June 16, 2022 | 5:19 a.m
Jim Marchant of Nevada has insisted his state has not had a legitimate election in years, but after winning the nomination for secretary of state he immediately hailed the win as legitimate.
The Associated Press
The Associated Press (AP) is a US-based, non-profit news agency headquartered in New York City.
Nevada Republican Jim Marchant insisted his state had not had a legitimate election in more than a decade. All of Nevada’s election winners since 2006, he said on a recent podcast, have been “installed by the deep state cabal.”
But when Marchant won the Republican nomination for Nevada Secretary of State this week, he immediately hailed the win as legitimate.
“I am overwhelmed by the overwhelming support for our campaign. Nevadans have made themselves heard,” Marchant explained on social media.
This inconsistency has become a hallmark of “election deniers” in this year’s US midterm Republican primary. Dozens of GOP candidates seeking the support of former President Donald Trump in Nevada, Ohio, Pennsylvania, Texas and elsewhere have spent months parroting his baseless allegations of 2020 voter fraud, but then declared victory without such concerns on their part to express their own choices.
Amid this seeming hypocrisy, many Republican candidates still vow to enact a variety of electoral reforms that, in the name of electoral integrity, could make it harder to vote — especially for those who traditionally support Democrats.
Democratic National Committee Chairman Jamie Harrison warned that “MAGA Republicans would do anything in their desperate quest for power.”
“From undermining our democracy by spreading Trump’s big lie to laying the groundwork for trying to annul votes when they disagree with the outcome but remain silent when they win, this is the Republican Party today ‘ Harrison told The Associated Press.
In Nevada on Tuesday, Marchant was among a number of voter deniers who secured their seats in November’s election without questioning the legitimacy of the results.
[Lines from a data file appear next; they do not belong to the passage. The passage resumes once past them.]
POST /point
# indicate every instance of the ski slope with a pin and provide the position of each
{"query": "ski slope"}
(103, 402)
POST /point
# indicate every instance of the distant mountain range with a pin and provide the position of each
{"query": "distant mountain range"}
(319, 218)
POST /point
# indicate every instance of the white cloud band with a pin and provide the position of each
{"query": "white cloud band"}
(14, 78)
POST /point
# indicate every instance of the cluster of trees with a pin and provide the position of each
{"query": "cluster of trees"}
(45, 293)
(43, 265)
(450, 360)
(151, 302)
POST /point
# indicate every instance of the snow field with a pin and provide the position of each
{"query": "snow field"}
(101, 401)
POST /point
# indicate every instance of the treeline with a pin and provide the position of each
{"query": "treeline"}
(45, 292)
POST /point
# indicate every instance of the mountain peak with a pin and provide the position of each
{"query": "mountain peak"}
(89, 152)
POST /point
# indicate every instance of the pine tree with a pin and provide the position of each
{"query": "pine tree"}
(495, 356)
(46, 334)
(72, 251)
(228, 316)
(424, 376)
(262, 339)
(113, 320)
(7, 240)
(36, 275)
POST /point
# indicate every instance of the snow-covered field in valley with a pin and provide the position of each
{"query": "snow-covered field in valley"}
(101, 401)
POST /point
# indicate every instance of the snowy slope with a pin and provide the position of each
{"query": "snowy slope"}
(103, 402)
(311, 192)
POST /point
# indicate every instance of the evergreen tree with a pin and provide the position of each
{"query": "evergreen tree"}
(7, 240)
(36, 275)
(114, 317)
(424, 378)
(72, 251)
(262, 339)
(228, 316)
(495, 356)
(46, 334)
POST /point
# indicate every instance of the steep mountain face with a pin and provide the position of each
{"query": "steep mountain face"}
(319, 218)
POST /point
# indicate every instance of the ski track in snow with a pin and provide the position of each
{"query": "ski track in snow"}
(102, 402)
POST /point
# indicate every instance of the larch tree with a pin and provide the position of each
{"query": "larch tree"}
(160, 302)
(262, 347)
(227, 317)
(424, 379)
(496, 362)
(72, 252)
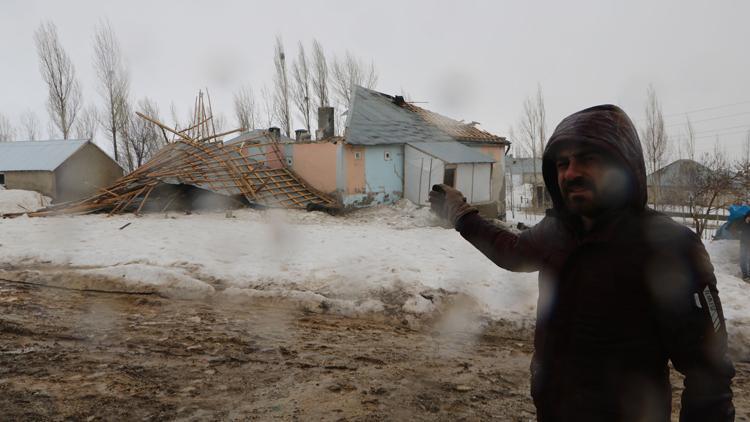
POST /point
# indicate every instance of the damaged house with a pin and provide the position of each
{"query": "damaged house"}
(392, 149)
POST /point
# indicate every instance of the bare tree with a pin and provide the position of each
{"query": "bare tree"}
(350, 71)
(244, 108)
(320, 75)
(532, 129)
(281, 106)
(743, 171)
(87, 123)
(7, 131)
(114, 84)
(30, 125)
(541, 116)
(655, 140)
(709, 186)
(58, 72)
(302, 92)
(140, 138)
(268, 107)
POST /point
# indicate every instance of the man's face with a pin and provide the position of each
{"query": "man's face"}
(590, 181)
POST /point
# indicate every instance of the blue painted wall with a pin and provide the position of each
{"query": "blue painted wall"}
(384, 178)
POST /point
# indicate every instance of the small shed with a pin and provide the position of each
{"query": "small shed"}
(449, 162)
(64, 170)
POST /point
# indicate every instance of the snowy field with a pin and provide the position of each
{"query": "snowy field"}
(350, 265)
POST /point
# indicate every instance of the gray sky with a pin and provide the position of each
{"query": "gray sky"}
(472, 60)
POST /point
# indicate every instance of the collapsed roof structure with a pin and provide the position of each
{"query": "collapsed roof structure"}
(194, 164)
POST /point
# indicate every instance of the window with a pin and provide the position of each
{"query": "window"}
(449, 177)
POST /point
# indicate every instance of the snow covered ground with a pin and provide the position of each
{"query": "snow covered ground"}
(15, 200)
(354, 264)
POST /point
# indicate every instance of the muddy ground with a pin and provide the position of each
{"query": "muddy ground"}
(69, 355)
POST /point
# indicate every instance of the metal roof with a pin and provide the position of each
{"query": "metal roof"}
(257, 136)
(458, 130)
(520, 165)
(452, 152)
(374, 119)
(37, 155)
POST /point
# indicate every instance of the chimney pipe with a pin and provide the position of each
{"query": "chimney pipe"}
(300, 135)
(325, 122)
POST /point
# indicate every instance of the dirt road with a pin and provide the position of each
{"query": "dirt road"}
(92, 356)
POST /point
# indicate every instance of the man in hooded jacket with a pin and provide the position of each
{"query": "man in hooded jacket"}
(745, 246)
(622, 289)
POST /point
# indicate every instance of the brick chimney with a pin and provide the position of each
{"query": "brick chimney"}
(325, 123)
(301, 135)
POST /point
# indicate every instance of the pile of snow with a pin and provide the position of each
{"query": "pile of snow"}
(16, 200)
(381, 260)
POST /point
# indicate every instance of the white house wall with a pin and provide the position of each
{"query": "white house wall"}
(421, 172)
(473, 180)
(482, 183)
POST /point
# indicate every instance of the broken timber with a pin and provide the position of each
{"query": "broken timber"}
(241, 171)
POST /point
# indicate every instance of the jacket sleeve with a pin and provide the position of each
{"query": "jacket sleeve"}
(507, 250)
(693, 329)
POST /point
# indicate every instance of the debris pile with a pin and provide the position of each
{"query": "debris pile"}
(196, 168)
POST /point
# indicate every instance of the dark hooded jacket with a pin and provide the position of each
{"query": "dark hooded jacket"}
(618, 301)
(744, 231)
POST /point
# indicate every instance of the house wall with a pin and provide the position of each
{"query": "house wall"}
(40, 181)
(81, 175)
(316, 163)
(473, 180)
(421, 172)
(497, 187)
(384, 178)
(372, 179)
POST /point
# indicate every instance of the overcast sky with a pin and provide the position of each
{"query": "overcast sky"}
(472, 60)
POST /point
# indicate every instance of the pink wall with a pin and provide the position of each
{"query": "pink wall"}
(316, 163)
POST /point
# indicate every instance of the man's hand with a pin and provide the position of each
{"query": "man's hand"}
(449, 203)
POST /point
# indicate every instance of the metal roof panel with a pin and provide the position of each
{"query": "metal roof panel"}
(452, 152)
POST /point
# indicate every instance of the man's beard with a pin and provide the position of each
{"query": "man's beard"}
(587, 207)
(614, 194)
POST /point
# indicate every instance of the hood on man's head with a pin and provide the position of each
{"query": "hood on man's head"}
(606, 126)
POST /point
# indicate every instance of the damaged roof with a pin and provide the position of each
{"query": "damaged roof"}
(451, 152)
(375, 118)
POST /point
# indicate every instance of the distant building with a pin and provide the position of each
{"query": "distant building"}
(673, 183)
(63, 170)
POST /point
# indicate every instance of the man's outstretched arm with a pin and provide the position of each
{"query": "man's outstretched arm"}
(507, 250)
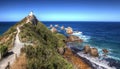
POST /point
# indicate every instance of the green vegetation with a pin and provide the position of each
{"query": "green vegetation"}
(3, 50)
(43, 55)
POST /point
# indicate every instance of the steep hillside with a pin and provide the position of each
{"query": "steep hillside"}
(41, 46)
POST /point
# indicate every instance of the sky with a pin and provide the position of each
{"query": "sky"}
(61, 10)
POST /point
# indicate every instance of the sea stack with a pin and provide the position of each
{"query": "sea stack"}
(62, 27)
(94, 52)
(53, 30)
(31, 19)
(86, 49)
(69, 30)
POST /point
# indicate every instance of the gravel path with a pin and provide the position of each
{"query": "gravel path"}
(16, 51)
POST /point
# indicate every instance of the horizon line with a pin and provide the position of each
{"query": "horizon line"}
(65, 21)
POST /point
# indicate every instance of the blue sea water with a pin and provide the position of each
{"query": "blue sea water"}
(96, 34)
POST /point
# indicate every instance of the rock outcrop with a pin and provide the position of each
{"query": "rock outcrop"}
(53, 30)
(69, 30)
(62, 27)
(61, 50)
(94, 52)
(86, 49)
(73, 38)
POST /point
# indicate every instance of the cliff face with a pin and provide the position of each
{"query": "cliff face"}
(40, 47)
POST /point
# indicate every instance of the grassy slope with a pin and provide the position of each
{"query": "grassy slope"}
(43, 55)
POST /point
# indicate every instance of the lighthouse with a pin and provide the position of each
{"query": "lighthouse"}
(31, 13)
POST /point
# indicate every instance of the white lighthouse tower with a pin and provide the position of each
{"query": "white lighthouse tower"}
(31, 13)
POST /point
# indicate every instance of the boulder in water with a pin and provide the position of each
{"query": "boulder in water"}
(53, 30)
(73, 38)
(94, 52)
(62, 27)
(86, 49)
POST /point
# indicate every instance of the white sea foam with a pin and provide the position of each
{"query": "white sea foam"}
(113, 57)
(96, 62)
(81, 36)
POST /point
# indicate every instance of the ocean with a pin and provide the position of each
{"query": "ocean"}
(96, 34)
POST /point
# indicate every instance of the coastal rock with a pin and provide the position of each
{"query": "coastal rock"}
(62, 27)
(53, 30)
(69, 30)
(51, 26)
(31, 19)
(86, 49)
(105, 51)
(94, 52)
(73, 38)
(61, 50)
(56, 25)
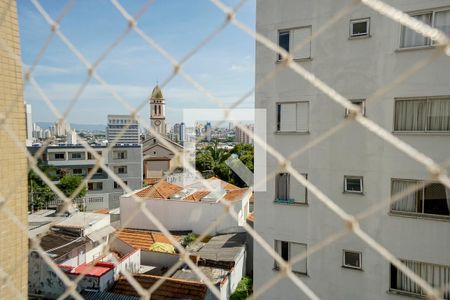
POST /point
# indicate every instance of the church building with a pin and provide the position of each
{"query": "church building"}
(158, 158)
The group included candidates for Senate, State Treasurer and a Congressional seat in the Las Vegas area. This was despite the fact that the majority of counties relied on Dominion voting machines, which continue to be the target of conspiracy theories by Trump and his allies.
The phenomenon extends well beyond Nevada.
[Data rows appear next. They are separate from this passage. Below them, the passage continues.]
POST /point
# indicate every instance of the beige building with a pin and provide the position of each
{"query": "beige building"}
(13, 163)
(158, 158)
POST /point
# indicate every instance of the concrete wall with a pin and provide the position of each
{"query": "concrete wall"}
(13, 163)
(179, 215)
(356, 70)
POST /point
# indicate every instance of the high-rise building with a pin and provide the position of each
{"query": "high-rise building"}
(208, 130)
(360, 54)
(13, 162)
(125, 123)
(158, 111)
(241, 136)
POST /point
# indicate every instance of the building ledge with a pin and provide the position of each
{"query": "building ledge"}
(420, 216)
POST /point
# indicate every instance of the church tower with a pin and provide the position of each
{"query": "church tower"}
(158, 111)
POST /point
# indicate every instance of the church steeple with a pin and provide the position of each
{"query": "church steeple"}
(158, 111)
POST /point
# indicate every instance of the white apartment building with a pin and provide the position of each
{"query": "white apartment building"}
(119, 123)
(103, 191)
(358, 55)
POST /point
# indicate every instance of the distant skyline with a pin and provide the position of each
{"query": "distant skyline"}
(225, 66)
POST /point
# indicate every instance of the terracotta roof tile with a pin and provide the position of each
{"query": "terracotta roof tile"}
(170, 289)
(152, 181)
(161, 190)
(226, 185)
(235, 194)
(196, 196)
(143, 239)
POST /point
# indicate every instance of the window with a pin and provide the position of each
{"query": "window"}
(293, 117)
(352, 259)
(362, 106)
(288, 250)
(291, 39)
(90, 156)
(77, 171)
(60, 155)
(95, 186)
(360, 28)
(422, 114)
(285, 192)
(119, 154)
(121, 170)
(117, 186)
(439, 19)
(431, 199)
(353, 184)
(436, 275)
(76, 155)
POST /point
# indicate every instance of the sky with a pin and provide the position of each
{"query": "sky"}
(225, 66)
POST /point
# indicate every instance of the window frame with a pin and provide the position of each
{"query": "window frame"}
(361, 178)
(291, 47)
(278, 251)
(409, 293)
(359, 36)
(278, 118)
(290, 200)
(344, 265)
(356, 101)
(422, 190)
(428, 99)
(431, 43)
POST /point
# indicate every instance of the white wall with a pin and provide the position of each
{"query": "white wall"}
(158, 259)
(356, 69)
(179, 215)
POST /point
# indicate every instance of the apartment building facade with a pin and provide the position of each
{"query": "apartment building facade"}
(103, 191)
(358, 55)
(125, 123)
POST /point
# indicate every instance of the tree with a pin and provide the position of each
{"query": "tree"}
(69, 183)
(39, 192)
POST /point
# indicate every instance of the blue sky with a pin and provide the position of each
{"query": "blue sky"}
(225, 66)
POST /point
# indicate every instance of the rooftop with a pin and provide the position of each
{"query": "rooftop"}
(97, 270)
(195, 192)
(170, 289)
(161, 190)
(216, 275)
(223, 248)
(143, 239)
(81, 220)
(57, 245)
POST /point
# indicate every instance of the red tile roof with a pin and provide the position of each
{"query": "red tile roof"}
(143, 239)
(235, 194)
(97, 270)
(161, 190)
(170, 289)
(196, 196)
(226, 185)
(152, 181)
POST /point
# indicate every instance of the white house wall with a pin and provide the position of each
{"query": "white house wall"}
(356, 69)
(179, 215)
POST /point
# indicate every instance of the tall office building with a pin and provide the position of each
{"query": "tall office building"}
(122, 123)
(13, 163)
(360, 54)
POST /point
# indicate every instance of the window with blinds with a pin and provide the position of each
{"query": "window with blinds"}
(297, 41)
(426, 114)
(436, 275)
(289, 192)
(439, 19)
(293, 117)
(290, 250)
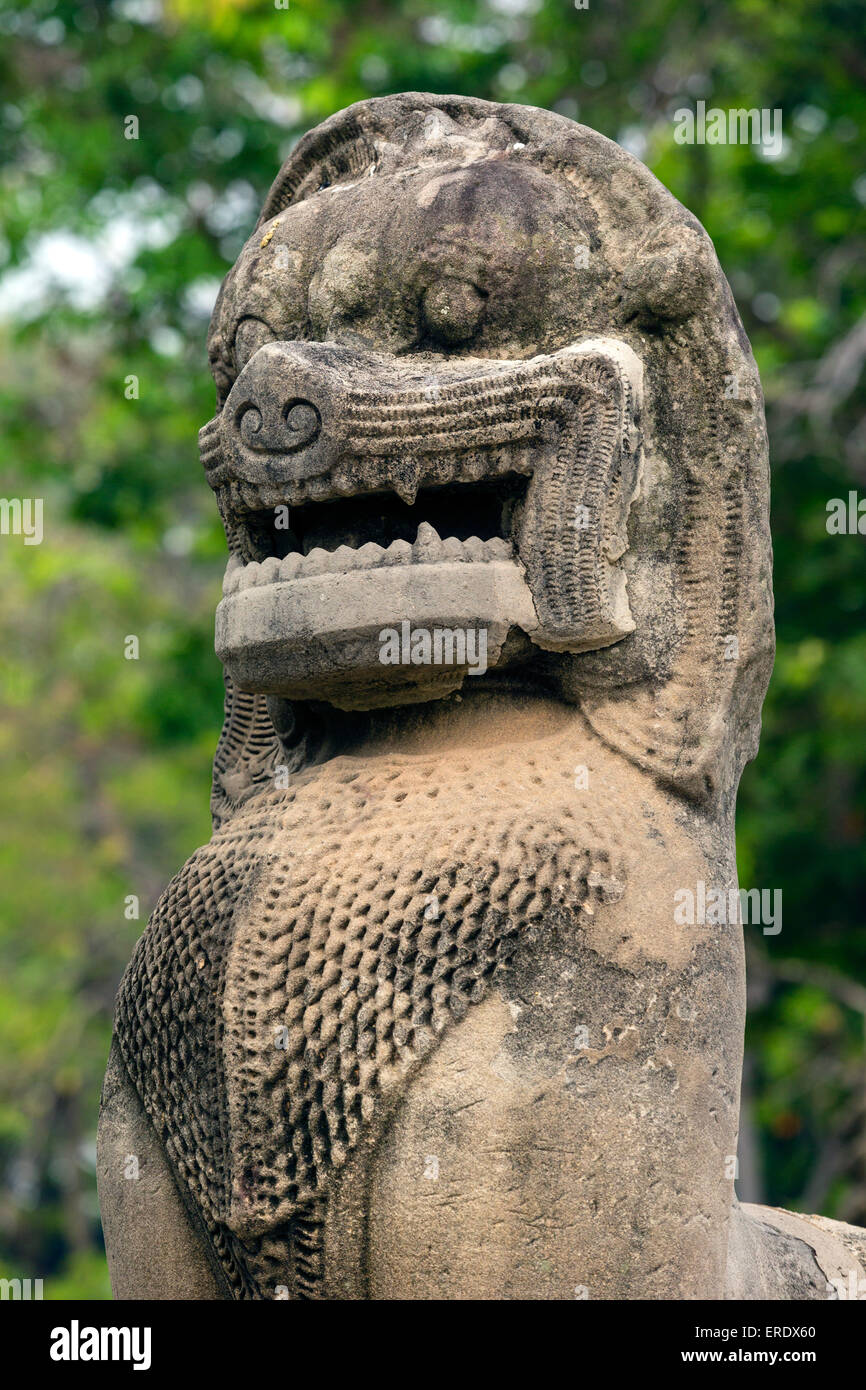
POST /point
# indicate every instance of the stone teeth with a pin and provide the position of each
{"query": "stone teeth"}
(314, 562)
(428, 545)
(249, 576)
(474, 548)
(342, 559)
(232, 574)
(399, 552)
(498, 549)
(369, 556)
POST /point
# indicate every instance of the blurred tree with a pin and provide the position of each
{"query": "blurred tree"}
(116, 234)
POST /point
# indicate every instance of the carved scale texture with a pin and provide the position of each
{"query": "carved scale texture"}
(303, 963)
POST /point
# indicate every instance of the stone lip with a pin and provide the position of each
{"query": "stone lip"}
(321, 637)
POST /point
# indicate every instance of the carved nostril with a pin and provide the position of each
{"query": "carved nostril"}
(296, 426)
(303, 423)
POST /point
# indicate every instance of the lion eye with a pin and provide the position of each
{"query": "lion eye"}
(453, 309)
(252, 334)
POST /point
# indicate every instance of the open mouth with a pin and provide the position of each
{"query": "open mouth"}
(459, 523)
(363, 495)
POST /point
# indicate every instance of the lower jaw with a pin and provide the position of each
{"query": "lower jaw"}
(352, 640)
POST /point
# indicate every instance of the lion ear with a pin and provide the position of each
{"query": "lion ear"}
(698, 727)
(248, 754)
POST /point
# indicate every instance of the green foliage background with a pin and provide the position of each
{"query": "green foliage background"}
(110, 256)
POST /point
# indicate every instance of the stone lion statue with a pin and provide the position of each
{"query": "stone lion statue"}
(420, 1022)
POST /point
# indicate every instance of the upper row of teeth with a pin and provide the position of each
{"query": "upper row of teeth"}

In Pennsylvania, Republican gubernatorial candidate Doug Mastriano chaired a Senate hearing where witnesses — including former Trump campaign attorneys Jenna Ellis and Rudy Giuliani — made false claims of mass voter fraud. Mastriano was also outside the US Capitol when a mob of Trump supporters stormed the building during the deadly 2021 riot. And he later attempted to bring a partisan election scrutiny to Pennsylvania before being stripped of the committee chair by his own party.
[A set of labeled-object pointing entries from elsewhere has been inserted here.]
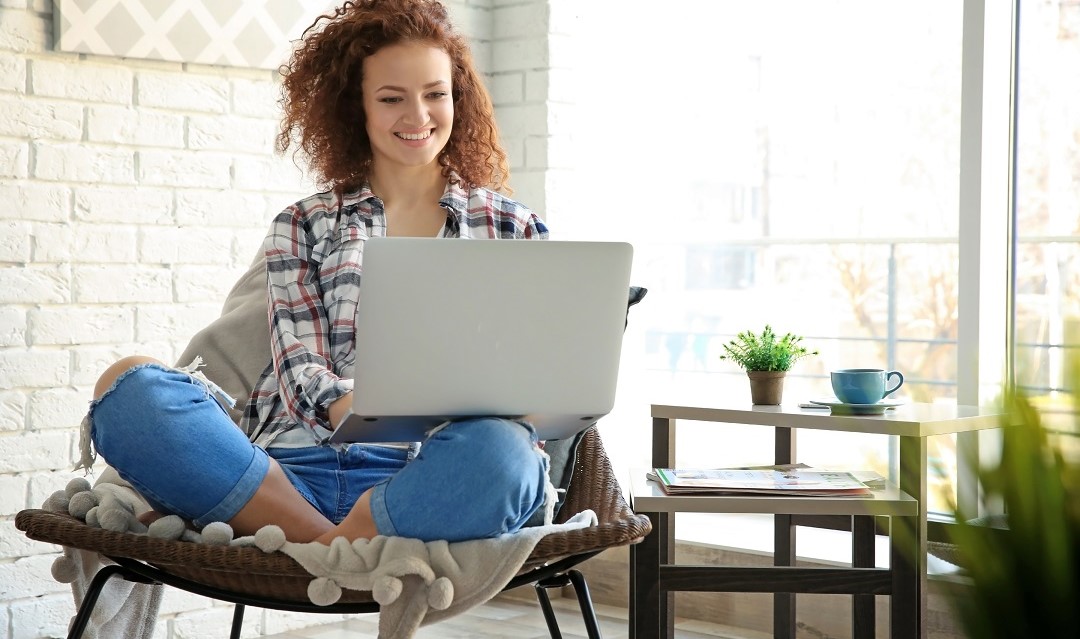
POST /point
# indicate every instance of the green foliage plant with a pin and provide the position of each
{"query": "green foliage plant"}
(766, 351)
(1024, 578)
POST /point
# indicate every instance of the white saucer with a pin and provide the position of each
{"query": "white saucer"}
(838, 407)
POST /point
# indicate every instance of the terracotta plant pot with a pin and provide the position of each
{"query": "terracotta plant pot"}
(766, 386)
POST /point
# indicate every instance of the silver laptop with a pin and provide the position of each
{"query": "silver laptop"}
(517, 328)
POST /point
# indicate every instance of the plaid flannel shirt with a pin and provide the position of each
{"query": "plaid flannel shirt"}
(314, 249)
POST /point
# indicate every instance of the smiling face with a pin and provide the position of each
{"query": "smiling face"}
(407, 105)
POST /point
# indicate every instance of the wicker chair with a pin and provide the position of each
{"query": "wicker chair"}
(248, 576)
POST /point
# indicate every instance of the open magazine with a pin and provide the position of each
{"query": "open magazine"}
(796, 479)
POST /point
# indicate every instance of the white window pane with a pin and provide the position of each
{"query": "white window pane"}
(784, 162)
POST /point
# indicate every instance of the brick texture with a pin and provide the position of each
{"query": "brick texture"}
(132, 195)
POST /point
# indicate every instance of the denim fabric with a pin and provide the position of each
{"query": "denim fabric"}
(472, 479)
(164, 433)
(333, 478)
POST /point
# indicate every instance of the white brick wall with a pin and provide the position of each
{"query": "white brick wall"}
(132, 194)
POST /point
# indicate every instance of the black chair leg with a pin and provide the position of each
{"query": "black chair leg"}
(585, 602)
(82, 616)
(549, 612)
(577, 580)
(238, 621)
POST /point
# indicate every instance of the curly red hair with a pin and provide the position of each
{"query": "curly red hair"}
(323, 107)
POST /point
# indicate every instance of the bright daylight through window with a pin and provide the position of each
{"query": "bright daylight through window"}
(797, 163)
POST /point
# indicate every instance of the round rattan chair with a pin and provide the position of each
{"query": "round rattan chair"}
(248, 576)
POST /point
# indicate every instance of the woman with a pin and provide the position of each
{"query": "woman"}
(385, 103)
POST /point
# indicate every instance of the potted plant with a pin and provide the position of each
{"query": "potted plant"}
(1023, 571)
(766, 358)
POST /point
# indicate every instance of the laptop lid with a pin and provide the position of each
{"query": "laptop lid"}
(517, 328)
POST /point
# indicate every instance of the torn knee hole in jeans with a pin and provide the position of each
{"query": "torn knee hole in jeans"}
(86, 453)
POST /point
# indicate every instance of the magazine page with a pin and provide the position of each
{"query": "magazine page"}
(793, 480)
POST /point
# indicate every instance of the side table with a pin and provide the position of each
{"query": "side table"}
(653, 575)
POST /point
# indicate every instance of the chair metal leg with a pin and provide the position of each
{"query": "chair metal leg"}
(238, 621)
(585, 602)
(90, 599)
(577, 580)
(549, 612)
Mastriano made no mention of voter fraud when declaring victory in Pennsylvania’s Republican primary for governor last month.
“God is good,” a smiling Mastriano said to cheering supporters.
The Mastriano campaign declined to respond to a question about the apparent double standards.
Texas Attorney General Ken Paxton also ignored questions about his conflicting positions on voter fraud.
Paxton won his hard-fought primary last month after spending much of the past year championing Trump’s false claims of voter fraud. Following Joe Biden’s presidential victory, Paxton filed a legal challenge to election results in four battleground states. He asked the US Supreme Court to overturn it and allow the Republican-controlled state legislatures to choose the winner.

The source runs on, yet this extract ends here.